16 g of an ideal gas SOx occupied same volume as 20g SO3 at STP. how many atoms of oxygen are contained in given amount of SOx?

Answer 1

Answer: Two atoms of oxygen are contained in given amount of $SO_2$

Explanation:

Given that at STP, 16 g of$SO_x$ gas occupies same volume occupied by 20 gram of $SO_3$ gas at STP.

1) For $SO_3$ gas

Volume occupied by the 20 grams of $SO_3$ gas.

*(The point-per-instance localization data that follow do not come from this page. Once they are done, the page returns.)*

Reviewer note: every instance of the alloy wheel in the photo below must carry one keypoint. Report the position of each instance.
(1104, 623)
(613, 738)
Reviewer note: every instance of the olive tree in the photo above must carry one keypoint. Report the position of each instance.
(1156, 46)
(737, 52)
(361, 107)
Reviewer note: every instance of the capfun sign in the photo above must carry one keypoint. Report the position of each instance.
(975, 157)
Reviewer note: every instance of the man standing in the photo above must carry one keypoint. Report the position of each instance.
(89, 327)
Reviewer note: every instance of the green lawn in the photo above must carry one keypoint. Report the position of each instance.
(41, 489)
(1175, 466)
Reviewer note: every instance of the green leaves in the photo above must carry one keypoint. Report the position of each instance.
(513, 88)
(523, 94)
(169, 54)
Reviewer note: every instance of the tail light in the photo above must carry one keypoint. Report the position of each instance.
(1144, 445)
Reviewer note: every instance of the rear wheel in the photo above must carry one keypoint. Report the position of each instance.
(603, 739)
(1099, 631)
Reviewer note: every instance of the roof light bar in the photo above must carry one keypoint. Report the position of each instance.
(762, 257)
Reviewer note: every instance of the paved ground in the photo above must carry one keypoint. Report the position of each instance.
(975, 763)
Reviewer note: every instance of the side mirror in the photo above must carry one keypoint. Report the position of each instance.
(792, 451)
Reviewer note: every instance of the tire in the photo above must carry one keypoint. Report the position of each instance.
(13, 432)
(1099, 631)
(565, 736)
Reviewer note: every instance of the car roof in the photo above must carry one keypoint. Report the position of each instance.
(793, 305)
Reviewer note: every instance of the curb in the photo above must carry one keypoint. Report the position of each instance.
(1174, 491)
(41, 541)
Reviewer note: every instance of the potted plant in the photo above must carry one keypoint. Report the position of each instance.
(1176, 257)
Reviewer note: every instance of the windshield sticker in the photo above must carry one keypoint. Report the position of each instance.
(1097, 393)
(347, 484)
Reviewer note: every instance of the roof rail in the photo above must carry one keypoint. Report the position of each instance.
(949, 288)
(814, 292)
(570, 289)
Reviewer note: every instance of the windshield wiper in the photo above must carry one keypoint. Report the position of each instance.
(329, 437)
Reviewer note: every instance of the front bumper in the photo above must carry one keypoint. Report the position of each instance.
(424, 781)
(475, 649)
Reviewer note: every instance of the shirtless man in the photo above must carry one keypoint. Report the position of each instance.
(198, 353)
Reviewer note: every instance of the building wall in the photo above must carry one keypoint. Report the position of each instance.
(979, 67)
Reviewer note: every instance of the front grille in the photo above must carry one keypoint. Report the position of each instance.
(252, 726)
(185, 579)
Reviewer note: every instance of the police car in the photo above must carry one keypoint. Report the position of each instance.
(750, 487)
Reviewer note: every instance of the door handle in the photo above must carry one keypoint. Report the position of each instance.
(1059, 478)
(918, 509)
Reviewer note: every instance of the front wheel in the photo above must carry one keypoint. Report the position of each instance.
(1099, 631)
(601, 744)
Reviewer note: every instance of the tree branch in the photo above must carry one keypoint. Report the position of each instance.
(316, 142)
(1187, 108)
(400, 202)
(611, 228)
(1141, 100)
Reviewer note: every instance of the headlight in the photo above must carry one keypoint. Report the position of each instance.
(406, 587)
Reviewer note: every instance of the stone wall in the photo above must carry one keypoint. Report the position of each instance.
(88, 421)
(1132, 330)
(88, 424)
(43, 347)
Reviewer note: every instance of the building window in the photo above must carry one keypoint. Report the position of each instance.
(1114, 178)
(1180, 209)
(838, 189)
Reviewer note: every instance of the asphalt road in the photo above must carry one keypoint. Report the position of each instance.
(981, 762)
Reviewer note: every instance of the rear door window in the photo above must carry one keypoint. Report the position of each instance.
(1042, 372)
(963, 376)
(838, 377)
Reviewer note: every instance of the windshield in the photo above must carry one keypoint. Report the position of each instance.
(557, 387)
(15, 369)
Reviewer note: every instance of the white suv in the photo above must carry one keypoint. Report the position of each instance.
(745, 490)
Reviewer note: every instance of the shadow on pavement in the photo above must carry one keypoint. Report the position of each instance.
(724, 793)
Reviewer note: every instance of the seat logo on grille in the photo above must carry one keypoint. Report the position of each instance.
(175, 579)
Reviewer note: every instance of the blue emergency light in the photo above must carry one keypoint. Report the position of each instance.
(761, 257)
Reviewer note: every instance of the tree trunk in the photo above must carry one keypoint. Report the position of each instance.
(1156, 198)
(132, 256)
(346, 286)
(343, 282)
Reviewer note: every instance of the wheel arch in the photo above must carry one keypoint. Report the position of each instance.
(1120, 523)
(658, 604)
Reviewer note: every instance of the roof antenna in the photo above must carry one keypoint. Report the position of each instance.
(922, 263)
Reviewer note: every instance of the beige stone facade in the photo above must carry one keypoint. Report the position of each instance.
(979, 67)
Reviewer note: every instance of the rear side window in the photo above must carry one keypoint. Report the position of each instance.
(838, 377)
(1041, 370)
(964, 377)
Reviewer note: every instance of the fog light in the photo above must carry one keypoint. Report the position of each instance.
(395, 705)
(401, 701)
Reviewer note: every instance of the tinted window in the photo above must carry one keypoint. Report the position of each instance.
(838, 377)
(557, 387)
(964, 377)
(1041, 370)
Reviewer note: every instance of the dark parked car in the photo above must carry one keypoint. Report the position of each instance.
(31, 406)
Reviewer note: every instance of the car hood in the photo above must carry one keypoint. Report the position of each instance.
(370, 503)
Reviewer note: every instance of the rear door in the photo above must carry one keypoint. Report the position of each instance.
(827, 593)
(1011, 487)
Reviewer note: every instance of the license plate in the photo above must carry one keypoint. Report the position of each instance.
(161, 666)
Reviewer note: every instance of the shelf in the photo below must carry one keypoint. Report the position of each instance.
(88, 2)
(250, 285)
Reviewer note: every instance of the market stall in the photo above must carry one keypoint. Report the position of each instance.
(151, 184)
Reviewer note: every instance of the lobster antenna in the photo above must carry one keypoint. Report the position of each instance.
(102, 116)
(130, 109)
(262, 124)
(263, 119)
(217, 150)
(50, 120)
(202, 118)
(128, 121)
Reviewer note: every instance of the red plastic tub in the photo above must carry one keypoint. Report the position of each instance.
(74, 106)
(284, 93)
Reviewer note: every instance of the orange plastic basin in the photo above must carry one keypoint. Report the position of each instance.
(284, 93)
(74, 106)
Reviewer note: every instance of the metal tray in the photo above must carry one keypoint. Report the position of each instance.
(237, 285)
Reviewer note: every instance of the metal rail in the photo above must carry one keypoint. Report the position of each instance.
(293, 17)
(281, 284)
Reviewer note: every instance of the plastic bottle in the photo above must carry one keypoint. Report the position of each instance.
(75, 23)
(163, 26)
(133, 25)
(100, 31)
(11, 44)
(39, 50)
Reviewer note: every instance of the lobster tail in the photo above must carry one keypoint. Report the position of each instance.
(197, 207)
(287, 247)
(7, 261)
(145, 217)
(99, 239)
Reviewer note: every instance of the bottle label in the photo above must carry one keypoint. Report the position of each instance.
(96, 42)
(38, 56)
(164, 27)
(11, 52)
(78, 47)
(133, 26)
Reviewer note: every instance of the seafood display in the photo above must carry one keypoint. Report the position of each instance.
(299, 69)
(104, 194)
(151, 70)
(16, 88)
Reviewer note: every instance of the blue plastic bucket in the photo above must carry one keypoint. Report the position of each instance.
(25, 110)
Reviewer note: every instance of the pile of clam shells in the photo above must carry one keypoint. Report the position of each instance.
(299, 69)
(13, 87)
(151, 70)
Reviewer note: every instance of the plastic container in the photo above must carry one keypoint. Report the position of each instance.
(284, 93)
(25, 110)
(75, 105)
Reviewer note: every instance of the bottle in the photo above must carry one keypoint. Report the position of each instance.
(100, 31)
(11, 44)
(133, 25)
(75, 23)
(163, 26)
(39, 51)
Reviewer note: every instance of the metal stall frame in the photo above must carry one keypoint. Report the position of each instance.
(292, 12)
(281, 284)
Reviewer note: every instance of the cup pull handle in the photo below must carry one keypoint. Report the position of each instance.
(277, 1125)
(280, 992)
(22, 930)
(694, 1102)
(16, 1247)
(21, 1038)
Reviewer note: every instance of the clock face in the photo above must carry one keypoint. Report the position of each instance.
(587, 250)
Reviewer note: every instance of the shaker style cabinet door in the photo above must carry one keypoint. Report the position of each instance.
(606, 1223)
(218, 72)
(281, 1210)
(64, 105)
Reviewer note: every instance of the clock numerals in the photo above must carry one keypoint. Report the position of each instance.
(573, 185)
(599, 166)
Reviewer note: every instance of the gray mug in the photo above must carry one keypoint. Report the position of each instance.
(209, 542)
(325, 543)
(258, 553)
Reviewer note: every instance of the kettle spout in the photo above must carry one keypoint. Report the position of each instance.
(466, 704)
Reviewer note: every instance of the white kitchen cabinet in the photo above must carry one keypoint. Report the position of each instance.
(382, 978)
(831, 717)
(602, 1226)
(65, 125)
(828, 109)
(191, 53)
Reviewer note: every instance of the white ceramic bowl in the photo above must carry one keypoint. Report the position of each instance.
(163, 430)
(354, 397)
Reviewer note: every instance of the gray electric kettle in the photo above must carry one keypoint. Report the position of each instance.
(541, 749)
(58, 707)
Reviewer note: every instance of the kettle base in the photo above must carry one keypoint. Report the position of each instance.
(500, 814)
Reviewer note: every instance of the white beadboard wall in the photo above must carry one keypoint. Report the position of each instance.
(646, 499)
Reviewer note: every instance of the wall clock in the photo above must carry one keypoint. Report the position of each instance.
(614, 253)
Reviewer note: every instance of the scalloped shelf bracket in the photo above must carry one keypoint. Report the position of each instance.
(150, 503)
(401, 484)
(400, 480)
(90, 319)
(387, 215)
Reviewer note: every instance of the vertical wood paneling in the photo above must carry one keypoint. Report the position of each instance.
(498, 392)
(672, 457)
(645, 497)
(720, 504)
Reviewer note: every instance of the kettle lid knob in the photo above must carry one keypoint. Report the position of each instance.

Number of moles of $SO_3$ gas $=\frac{20g}{80g/mol}=0.25mol$

Pressure at STP,P = 1 atm

Temperature at STP ,T= 273 Kelvins

R = universal gas constant = 0.0821 atm L/mol Kelvin

PV=nRT(ideal gas equation)

On substituting the values, we get volume ,V :

$V=\frac{nRT}{P}=\frac{0.25\times 0.0821 atm L/mol Kelvin\times 273 Kelvin}{1atm}=5.60 L$

2) For $SO_x$ gas

Given that at STP, same volume of 5.60 L will be occupied by the 20 grams of $SO_x$ gas.(Value of P and T will remain same at STP)

$PV=\frac{\text{Gives mass of gas} SO_x}{\text{molecular mass of gas}SO_x}RT$

$\text{molecular mass of gas} SO_x}=\frac{16g\times 0.0821atm L/mol Kelvin\times 273 Kelvins}{1 atm\times 5.60 L}=64.03 gram/mol$

Molecular mass $SO_x=64.03g/mol$

(molar mass of sulfur)+ x(molar mass of oxygen) = 32 +x(16) = 64.03g/mol

x = 2.00

Two atoms of oxygen are contained in given amount of $SO_2$.